Turning to the Water for Perspective
Seeing all these posts of friends all over the world made me itch to downwind all day today.
But things don’t always go as you’d like. Plans didn’t turn out, the weather didn’t cooperate, the bumps started to build, then they got flat… It was one of those days where the weather just couldn’t decide what it wanted to be.
I needed to get out and paddle, it had been a heavy week and there was lots on my mind. I set out and figured it’d do me some good…. As I started paddling, all those funny thoughts come trickling back in…. You’re out of shape…. I still hate neoprene, ugh..booties give you scrappy board feel… Why am I so slow…. What took me so long to get back out… I hate flatwater paddling…just piles and piles of nonsense chatter…. Couldn’t turn it off….
The wind picked up.
I noticed I was treadmilling for quite a bit, but I’m always happy to paddle in rough conditions.
I started to complain again about how this paddle is going to suck coz I just started and now I’m just gonna treadmill…
When it hit me.
What the hell do I have to complain about?
I’m healthy and out paddling.
So what if I’m treadmilling?
I’m sure Kira would much rather be out paddling than dealing with chemo right now.
I’m sure the Buchanan family would prefer being out on the water than being stuck at the hospital.
It really put things into perspective for me and my silly trivial whining.
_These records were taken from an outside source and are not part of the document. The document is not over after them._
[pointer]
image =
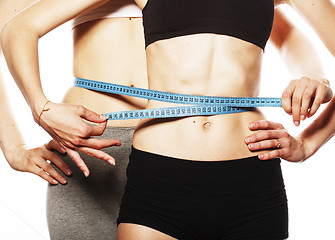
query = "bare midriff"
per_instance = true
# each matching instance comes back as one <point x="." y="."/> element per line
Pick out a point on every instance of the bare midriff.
<point x="109" y="50"/>
<point x="201" y="64"/>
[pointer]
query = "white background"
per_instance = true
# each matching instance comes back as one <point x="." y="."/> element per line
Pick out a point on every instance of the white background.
<point x="310" y="185"/>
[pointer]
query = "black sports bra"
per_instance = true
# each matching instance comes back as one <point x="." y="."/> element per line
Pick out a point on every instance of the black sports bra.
<point x="249" y="20"/>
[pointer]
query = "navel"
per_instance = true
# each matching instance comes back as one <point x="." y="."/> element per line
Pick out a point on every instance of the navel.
<point x="207" y="125"/>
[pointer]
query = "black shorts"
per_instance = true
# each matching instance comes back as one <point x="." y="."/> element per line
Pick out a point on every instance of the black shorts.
<point x="240" y="199"/>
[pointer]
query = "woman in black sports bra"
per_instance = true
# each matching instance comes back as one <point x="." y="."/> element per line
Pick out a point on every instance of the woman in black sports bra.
<point x="194" y="178"/>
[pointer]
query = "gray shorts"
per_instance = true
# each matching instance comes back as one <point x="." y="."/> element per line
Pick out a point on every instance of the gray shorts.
<point x="87" y="208"/>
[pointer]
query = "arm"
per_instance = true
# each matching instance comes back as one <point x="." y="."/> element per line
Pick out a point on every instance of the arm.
<point x="305" y="94"/>
<point x="11" y="142"/>
<point x="65" y="123"/>
<point x="321" y="16"/>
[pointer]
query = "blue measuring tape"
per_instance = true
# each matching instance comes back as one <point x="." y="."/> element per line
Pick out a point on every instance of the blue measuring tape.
<point x="199" y="105"/>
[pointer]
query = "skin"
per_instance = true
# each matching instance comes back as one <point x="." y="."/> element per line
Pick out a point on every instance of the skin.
<point x="17" y="155"/>
<point x="32" y="24"/>
<point x="193" y="138"/>
<point x="268" y="134"/>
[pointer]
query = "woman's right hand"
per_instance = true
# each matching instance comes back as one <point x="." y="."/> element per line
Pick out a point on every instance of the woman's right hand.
<point x="36" y="161"/>
<point x="67" y="124"/>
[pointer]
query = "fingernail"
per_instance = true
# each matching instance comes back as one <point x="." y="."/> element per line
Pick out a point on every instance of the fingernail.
<point x="54" y="181"/>
<point x="111" y="161"/>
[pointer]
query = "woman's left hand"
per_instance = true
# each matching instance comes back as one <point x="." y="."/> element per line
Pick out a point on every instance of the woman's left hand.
<point x="303" y="97"/>
<point x="273" y="137"/>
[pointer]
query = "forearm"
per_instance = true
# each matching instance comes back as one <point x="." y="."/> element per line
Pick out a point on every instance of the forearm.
<point x="10" y="137"/>
<point x="320" y="131"/>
I treadmilled for a solid 20 mins until the gust let up and continued to punch forward. It made me think about the mental strength it takes to keep persevering through it all.
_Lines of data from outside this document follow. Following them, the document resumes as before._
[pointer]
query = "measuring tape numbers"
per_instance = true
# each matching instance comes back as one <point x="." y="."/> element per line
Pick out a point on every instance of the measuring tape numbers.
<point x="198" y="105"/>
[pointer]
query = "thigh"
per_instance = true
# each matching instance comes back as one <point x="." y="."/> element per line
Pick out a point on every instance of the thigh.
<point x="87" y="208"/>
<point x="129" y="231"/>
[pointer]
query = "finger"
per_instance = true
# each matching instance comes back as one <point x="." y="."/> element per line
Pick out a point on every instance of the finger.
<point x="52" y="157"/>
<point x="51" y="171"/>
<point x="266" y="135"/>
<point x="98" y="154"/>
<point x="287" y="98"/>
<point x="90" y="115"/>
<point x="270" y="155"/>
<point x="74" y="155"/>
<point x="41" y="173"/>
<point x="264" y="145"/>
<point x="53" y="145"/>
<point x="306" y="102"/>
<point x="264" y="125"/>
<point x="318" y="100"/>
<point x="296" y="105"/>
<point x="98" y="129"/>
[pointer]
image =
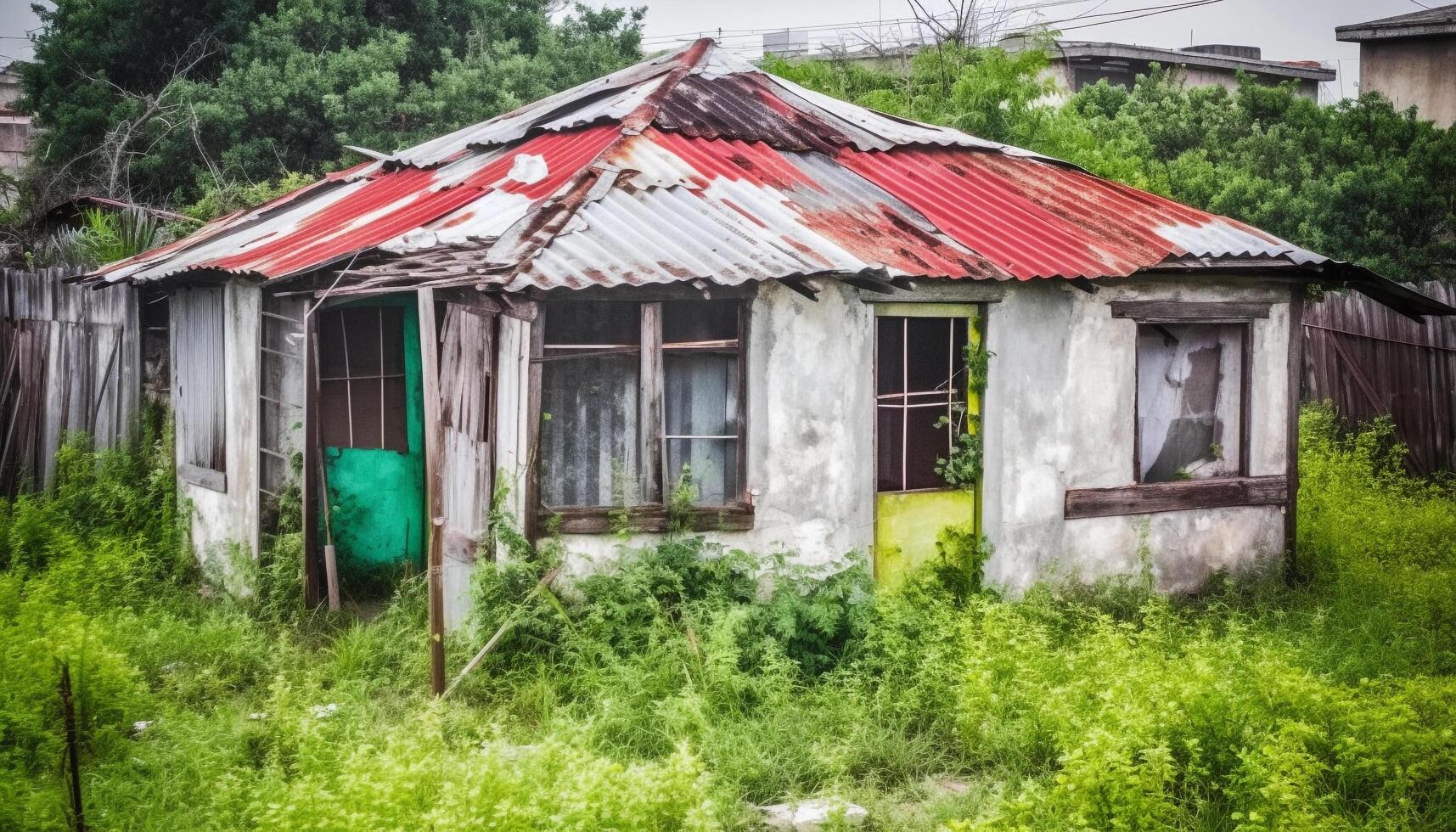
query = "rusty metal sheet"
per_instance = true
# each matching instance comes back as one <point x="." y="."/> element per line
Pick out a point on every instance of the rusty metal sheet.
<point x="696" y="165"/>
<point x="731" y="211"/>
The wind was fickle, it had some south in it, lots of wall bump, loads of mush, nothing lined up at all…. And I just kept paddling.
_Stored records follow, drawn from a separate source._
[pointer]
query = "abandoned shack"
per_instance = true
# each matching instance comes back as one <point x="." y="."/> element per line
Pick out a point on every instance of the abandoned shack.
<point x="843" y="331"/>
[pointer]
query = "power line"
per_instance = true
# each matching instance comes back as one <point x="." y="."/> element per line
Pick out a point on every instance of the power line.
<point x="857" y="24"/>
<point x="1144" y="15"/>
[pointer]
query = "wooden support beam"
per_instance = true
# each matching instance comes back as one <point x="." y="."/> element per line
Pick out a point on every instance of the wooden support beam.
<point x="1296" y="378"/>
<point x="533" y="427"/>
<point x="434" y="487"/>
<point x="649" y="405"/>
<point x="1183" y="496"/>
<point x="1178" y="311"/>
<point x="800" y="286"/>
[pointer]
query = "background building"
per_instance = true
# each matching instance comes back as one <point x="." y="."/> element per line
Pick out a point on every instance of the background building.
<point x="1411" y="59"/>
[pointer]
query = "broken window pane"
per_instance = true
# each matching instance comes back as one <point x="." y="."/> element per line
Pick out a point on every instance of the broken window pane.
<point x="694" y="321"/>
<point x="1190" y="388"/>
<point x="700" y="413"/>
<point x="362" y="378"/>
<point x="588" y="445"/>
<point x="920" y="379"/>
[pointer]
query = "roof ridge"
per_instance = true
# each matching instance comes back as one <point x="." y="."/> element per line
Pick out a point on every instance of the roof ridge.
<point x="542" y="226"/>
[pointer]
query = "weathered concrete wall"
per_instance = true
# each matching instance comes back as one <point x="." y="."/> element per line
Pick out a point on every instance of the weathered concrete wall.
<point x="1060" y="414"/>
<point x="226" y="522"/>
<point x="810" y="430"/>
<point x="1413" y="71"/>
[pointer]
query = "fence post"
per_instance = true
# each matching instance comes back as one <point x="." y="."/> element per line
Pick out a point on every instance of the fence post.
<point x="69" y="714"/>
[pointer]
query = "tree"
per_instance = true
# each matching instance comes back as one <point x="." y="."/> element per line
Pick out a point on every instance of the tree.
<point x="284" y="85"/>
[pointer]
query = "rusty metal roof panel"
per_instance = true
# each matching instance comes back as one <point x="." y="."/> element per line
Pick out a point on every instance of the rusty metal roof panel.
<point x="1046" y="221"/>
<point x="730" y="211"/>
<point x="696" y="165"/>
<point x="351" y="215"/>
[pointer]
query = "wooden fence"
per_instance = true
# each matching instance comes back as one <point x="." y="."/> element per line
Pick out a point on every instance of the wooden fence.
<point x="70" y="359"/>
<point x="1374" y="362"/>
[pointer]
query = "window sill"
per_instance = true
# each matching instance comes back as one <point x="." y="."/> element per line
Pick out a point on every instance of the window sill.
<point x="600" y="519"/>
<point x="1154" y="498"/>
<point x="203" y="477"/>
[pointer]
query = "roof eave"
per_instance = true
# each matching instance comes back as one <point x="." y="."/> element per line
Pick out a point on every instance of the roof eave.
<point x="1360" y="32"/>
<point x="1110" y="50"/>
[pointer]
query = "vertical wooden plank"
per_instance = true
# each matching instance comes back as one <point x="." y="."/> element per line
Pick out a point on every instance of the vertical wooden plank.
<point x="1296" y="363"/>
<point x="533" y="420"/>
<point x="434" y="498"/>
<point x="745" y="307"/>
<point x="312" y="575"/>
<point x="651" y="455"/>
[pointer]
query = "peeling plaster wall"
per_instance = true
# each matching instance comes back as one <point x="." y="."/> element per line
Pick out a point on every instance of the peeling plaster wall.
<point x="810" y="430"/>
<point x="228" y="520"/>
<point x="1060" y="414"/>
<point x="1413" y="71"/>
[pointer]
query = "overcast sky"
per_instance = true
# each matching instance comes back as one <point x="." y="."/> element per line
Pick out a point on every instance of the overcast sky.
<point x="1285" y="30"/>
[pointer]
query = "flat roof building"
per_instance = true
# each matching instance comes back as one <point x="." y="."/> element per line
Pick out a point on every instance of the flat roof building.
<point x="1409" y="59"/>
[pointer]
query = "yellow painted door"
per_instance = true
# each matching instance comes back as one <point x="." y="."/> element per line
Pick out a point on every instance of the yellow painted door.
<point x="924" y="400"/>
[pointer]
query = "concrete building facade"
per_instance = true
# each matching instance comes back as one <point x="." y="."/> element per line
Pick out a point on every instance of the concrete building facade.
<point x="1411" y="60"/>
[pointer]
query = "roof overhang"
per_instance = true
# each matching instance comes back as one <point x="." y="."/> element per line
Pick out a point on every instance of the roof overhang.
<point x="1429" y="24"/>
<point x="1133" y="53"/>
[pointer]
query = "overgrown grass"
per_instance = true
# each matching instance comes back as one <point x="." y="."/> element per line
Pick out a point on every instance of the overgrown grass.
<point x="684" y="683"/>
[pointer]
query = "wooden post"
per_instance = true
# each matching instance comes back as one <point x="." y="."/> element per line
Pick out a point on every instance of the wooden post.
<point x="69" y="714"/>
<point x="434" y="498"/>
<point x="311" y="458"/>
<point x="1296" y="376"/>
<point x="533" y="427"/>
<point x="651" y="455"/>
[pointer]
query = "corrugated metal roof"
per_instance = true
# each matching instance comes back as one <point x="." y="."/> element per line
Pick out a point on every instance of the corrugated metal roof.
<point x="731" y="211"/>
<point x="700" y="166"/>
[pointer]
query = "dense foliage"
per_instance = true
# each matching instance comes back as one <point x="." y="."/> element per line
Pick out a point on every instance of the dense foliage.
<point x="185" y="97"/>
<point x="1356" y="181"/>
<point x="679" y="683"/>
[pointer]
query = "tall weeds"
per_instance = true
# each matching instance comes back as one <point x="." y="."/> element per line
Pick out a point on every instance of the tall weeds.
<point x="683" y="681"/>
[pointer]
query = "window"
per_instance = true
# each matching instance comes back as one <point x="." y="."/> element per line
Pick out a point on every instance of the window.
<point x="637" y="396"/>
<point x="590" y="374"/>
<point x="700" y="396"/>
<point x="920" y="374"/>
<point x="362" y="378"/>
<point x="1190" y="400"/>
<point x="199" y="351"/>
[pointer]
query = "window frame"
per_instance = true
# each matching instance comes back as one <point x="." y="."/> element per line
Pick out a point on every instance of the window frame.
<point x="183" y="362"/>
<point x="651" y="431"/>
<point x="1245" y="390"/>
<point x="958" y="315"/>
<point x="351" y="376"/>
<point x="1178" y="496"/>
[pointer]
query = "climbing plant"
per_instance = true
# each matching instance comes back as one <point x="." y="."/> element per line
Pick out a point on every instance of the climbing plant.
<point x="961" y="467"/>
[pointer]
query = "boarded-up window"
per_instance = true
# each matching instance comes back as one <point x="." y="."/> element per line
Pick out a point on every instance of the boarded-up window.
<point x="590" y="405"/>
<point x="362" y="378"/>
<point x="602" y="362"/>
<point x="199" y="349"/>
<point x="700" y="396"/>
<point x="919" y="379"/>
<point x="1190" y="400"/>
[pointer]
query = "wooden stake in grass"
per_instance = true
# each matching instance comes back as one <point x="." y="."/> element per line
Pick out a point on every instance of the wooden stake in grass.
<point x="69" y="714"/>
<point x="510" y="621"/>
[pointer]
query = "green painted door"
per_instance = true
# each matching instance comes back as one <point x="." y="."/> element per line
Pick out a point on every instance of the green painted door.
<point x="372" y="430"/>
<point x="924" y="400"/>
I paddled to a point where upwinding wasn’t even bothering me anymore. I turned around and was super stoked to catch a few bumps back to event site when lord Viento decided to gift me with another upwinder. It no longer bothered me.
Today I really felt a sense of what #paddleforkira truly meant.
@kira.buchanan I hope you stay strong and know that this river misses you.
Being out on the water allowed me to hit reset.